Computer Science Communication

  • Student Name: Haozhen Shen
  • Student #: 1003115112

Sharing

Comfortable sharing through any source.

Image Super Resolution Using SRGAN

The problem

Super-resolution is the process of improving and refining the details within an image. Usually we take a low-resolution image as input and aim to output the same image but in higher resolution and with more refined details. However, the refined details are often unknown. This ill-posed problem is in general very challenging sice we could have multiple hight resolution images as the solution to one low resolution image. In the context of this blog post we focus on single image super resolution (SISR).
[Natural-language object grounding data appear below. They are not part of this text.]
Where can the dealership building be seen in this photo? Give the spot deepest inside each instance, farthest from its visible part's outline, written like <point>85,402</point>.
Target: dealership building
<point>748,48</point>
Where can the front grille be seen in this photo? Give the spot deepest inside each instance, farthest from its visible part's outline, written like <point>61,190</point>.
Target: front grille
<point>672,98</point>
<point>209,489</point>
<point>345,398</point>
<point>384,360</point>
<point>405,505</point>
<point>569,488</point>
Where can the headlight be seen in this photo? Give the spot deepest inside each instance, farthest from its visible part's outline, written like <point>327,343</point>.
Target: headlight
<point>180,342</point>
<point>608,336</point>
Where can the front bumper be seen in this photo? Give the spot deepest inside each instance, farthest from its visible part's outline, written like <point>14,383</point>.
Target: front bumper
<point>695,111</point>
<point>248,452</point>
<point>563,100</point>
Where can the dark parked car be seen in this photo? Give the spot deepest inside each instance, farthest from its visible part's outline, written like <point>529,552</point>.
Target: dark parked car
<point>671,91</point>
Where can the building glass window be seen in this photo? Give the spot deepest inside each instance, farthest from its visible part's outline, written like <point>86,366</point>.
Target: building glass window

We state the problem more formally. Given a degradation process, $D(I, \delta)$ where $I$ is the image and $\delta$ our parameters. Our LR image $I_x$ is obtained from degrading our HR image $I_y$.
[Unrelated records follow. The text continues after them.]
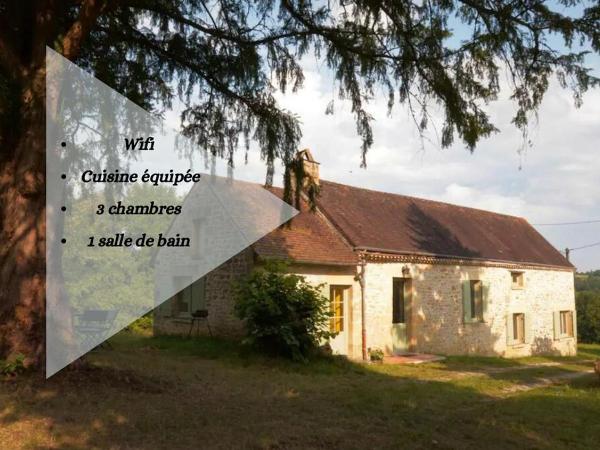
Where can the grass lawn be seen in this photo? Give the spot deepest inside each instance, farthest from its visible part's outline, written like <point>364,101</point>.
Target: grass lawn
<point>171,393</point>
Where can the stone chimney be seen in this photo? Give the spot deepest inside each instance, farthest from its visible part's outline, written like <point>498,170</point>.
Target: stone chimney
<point>311,167</point>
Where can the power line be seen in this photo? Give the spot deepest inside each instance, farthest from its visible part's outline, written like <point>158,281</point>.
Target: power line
<point>585,222</point>
<point>585,246</point>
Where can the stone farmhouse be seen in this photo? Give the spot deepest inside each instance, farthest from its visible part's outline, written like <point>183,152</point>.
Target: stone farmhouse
<point>406,275</point>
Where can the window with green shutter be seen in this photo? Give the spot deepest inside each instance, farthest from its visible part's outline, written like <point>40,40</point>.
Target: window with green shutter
<point>475,298</point>
<point>519,329</point>
<point>564,324</point>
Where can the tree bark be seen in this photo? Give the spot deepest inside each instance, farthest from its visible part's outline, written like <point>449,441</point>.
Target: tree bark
<point>23,226</point>
<point>23,173</point>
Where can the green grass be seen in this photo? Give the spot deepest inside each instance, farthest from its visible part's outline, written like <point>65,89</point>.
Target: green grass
<point>170,392</point>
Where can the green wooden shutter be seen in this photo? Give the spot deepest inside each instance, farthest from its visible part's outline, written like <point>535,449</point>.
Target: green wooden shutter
<point>485,298</point>
<point>556,325</point>
<point>528,328</point>
<point>510,338</point>
<point>467,313</point>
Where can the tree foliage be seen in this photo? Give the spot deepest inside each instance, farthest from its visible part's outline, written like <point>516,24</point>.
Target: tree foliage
<point>225,59</point>
<point>283,313</point>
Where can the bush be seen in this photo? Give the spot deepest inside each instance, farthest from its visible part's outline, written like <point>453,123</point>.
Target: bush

$$I_{x} = D(I_y, \delta)$$

Where the degradation process $D$ is generally unknown. We aim to find the SR model $F$,

$${\hat{I}}_y=F(I_x, \theta)$$

Where $\theta$ is parameter for our SR model $F$. As a result, the objective of Image super-resolution becomes,

$$\hat{\theta}=\underset{\theta}{\mathrm{argmin}}{L({\hat{I}}_y,\ I_y)+\lambda\phi(\theta)}$$

where $L(\hat{I}_y, I_y)$ represents the loss function between the generated HR image $\hat{I}_y$ and the ground truth image $ I_y$ , and $\phi(\theta)$ is the regularization term and $\lambda$ is the tradeoff parameter.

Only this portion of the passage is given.